Poor Sister Zoe was a passionate being, despite her wish to live the contemplative life. Still flushed and flustered, she set off for the hall. Antonia could smell roasted lamb and freshly baked bread. Anne glanced toward the open door to the tower, made some internal decision, and followed Zoe. Severus waited only long enough to accompany Sister Meriam at her slow pace. For once, Antonia missed Brother Marcus, who for all his haughtiness had more conversation than the rest combined and was not afraid to speculate on the goings-on in the world outside, but he had left weeks ago to travel to Darre.

A light still burned within the lower chamber of the old stone tower. Antonia glanced inside to see Liath seated on a bench at the new table recently built by prince and cleric. That they should set themselves to carpentry was appalling, of course, but on the other hand, the old table had been atrocious, gapped, listing, rotted at one corner. The new tables they had built for tower and hall were a great improvement.
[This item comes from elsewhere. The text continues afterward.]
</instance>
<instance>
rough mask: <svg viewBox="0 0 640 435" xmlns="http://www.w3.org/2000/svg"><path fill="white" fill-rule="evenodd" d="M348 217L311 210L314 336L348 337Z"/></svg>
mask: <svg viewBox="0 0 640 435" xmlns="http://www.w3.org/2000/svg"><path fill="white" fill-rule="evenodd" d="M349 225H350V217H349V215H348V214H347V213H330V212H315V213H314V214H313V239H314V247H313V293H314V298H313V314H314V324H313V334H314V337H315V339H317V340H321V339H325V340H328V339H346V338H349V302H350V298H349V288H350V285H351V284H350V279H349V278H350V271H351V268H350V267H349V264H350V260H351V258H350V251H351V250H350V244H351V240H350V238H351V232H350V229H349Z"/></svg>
Liath was reading, her finger tracing words across the vellum page, her lips forming the words as she read but rarely uttering an actual sound. She was the quietest reader Antonia had ever seen, uncannily silent: "Ah," Liath said suddenly, to herself. "If all things fall toward the center at an equal pressure, and if therefore the universe as a whole would be always pressing against the Earth on all sides and of a uniform nature, then the Earth would need no physical support to rest at the center of the universe."